A erbte nach dem Tod der Mutter 2017 17.000 EUR Barvermögen inkl. eines Hausgrundstückes, aus dessen Verkauf ihm 2018 45.000 EUR zugeflossen waren.
Am 17.2.2019 beantragte er die Gewährung von Leistungen zur Sicherung des Lebensunterhaltes (SGB II) und erklärte, die Erbschaft sei aufgebraucht; das Geld habe er zur Begleichung privater Schulden und andere private Zwecke vor seiner Arbeitslosigkeit verbraucht. Er könne damit tun und lassen, was er wolle, er sei niemanden Rechenschaft schuldig. Er habe Schulden beglichen, eine neue Wohnung bezogen und auf gut deutsch: "Das Geld verprasst." Wird das Jobcenter leisten und ggf. Ersatzansprüche geltend machen?
Rz. 240
Grundsätzlich muss trotz eines "Verprassens" von Mitteln noch einmal geleistet werden, weil die notwendigen "bereiten" Mittel nicht oder nicht mehr da sind, deshalb auch nicht bedarfsdeckend angerechnet werden dürfen. Das knüpft an die zu Beginn dargelegten Strukturprinzipien und der daraus schon durch das BVerwG angelegten Rechtsprechung an.
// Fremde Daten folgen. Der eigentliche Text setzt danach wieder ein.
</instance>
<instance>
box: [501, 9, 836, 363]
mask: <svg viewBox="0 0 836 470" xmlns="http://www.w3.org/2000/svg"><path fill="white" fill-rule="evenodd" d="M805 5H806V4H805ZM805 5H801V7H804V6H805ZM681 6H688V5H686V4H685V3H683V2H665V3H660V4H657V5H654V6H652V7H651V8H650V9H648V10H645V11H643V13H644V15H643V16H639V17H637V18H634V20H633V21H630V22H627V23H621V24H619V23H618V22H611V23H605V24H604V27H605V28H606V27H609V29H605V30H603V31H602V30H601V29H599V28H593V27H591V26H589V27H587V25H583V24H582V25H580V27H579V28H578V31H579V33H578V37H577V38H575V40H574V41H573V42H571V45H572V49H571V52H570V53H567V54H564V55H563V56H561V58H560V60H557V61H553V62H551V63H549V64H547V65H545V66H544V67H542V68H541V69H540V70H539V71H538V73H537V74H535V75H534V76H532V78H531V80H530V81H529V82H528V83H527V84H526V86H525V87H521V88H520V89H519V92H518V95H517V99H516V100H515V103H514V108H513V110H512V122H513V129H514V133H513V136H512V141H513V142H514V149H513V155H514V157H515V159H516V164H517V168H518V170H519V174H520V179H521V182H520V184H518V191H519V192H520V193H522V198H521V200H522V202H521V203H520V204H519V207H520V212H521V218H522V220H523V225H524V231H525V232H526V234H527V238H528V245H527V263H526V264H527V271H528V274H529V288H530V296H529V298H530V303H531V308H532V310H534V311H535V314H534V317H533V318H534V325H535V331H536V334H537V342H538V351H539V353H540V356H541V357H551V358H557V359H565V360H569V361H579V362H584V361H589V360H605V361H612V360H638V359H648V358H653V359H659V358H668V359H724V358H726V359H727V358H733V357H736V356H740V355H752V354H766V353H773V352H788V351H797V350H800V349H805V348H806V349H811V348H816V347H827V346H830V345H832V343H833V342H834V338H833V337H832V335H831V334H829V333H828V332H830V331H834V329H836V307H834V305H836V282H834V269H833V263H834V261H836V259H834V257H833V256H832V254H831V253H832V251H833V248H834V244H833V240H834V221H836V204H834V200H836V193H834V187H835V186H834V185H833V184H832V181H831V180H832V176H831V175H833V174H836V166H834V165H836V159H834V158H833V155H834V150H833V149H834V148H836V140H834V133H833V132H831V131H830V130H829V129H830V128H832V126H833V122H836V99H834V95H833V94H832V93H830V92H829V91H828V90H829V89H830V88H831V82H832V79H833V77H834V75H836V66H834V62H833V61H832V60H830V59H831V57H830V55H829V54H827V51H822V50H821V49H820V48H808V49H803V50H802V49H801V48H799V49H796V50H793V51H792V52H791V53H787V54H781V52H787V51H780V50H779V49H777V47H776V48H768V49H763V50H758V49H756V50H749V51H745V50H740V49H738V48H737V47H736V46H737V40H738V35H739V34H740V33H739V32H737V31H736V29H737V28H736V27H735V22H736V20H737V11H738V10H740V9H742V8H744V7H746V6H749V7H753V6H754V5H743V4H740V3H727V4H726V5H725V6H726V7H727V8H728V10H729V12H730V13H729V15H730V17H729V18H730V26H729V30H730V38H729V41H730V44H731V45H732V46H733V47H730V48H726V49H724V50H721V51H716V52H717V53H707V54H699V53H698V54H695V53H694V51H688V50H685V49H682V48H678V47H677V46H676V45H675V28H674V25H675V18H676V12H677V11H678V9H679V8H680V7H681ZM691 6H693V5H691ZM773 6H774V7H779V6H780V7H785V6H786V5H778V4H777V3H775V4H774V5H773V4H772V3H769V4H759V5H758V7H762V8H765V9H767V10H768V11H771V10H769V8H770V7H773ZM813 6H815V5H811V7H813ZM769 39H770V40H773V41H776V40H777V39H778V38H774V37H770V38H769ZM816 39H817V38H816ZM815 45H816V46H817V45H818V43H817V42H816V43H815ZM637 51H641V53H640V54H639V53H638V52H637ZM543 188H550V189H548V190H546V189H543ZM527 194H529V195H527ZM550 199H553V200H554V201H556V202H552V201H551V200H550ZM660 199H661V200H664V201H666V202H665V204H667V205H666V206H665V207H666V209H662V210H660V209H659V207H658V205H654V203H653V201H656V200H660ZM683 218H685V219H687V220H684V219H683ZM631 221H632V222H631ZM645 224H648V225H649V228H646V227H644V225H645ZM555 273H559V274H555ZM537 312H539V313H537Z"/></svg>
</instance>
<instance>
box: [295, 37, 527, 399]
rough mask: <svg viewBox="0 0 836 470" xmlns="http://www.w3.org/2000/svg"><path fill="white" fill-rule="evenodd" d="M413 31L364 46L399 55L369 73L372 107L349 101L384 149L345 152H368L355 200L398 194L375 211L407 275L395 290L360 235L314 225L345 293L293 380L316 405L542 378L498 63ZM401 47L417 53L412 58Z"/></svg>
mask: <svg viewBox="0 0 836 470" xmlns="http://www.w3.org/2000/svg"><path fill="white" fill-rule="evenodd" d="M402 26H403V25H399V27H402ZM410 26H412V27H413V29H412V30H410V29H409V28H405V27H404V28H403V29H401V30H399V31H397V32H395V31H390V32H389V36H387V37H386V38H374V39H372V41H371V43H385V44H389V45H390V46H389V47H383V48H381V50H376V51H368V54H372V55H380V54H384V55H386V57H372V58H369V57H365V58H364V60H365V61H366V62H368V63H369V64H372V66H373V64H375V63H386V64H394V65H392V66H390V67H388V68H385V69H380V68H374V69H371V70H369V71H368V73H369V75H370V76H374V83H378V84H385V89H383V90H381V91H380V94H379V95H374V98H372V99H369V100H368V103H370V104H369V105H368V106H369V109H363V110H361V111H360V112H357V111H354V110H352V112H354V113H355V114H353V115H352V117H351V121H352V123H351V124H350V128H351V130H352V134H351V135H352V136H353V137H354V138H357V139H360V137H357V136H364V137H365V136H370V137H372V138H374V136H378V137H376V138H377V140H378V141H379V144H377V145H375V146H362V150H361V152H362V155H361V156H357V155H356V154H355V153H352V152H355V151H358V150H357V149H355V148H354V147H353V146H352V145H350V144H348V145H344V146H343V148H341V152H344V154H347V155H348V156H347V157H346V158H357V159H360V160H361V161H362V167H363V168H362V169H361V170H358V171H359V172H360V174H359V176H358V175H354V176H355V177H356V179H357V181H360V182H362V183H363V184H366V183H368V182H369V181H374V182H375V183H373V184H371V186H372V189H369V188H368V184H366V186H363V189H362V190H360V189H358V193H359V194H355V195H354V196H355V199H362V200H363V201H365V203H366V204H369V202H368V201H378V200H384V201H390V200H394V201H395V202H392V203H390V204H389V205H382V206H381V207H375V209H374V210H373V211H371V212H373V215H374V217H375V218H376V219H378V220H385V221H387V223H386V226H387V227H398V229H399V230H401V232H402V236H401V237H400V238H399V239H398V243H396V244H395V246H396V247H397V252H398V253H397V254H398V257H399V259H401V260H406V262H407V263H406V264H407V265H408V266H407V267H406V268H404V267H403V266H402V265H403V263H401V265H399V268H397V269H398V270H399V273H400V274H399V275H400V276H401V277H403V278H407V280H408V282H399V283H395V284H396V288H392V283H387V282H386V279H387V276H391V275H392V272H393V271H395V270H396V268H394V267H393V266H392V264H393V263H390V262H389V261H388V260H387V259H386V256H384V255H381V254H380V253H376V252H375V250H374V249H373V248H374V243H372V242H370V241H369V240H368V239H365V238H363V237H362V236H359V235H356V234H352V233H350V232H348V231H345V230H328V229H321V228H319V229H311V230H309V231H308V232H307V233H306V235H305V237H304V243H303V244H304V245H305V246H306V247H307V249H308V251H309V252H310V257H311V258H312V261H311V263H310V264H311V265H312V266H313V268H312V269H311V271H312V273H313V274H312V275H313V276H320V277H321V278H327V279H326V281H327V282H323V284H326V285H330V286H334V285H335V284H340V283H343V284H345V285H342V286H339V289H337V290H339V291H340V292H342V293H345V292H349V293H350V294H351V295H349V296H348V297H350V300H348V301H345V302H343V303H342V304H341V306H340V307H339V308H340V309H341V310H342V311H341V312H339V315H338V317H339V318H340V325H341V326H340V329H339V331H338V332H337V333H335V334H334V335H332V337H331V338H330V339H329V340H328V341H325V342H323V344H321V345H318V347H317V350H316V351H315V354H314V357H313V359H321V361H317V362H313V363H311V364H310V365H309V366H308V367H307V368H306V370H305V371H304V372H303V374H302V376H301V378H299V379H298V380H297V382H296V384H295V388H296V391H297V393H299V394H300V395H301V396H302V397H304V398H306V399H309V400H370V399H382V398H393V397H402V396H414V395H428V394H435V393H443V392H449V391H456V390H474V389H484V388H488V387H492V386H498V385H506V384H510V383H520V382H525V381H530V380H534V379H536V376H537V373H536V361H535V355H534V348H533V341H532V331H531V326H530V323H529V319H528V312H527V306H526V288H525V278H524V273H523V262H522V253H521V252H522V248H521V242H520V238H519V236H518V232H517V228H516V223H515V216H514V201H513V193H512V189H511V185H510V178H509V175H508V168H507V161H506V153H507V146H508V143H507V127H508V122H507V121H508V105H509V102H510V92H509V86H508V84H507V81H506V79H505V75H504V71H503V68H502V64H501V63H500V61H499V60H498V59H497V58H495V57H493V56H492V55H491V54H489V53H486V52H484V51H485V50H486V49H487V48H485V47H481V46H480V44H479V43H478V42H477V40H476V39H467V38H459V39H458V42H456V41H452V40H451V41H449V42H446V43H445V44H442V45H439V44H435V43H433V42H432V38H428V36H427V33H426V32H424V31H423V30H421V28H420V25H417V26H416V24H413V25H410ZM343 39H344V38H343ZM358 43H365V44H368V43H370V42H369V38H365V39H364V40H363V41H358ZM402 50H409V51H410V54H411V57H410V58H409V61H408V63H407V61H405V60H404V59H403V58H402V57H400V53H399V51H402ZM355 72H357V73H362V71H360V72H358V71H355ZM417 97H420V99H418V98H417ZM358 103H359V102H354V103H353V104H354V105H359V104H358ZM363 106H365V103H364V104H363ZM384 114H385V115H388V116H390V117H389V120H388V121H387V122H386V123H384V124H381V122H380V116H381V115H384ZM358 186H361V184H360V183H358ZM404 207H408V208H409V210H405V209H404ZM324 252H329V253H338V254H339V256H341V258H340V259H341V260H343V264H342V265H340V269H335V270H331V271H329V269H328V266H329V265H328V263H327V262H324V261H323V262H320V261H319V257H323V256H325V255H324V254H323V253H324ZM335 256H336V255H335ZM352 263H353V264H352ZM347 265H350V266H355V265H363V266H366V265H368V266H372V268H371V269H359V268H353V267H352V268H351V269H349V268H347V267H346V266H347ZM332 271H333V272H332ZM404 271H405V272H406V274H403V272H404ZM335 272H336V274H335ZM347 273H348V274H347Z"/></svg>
Vor Eintritt in die Bedürftigkeit gibt es keine Obliegenheit zur sparsamen Verwendung von Mitteln. Grundsätzlich gibt es nach der untergerichtlichen Rechtsprechung keine Regel, die nichtbedürftige Bürger dazu verpflichtet, ihr Vermögen in einer Weise aufzuteilen, dass der Bezug von Sozialleistungen möglichst weit hinausgeschoben wird. Allerdings spricht dagegen, dass § 31 SGB II auf das "Herbeiführen" der Voraussetzungen für den Leistungsbezug nach SGB II abstellt und damit auf eine Zeit vor der Bedürftigkeit. Diese Wertung ist nach der Rechtsprechung des BSG in § 34 SGB II hinüberzuziehen. Dies ist aber bisher in der Rechtsprechung nicht hinreichend ausdiskutiert.
Rz. 241
Falllösung Fallbeispiel 68:
Obwohl das Verhalten in der Handlungstendenz auf die Herbeiführung von Bedürftigkeit gerichtet und nach den Wertungen des SGB II, welches unwirtschaftliches Verhalten als Pflichtverletzung normiert, in hohem Maße zu missbilligen ist, spielt hier der Zeitpunkt des "Sich-bedürftig-Machens" den ausschlaggebenden Grund für eine vorbehaltlose Leistung des Jobcenters.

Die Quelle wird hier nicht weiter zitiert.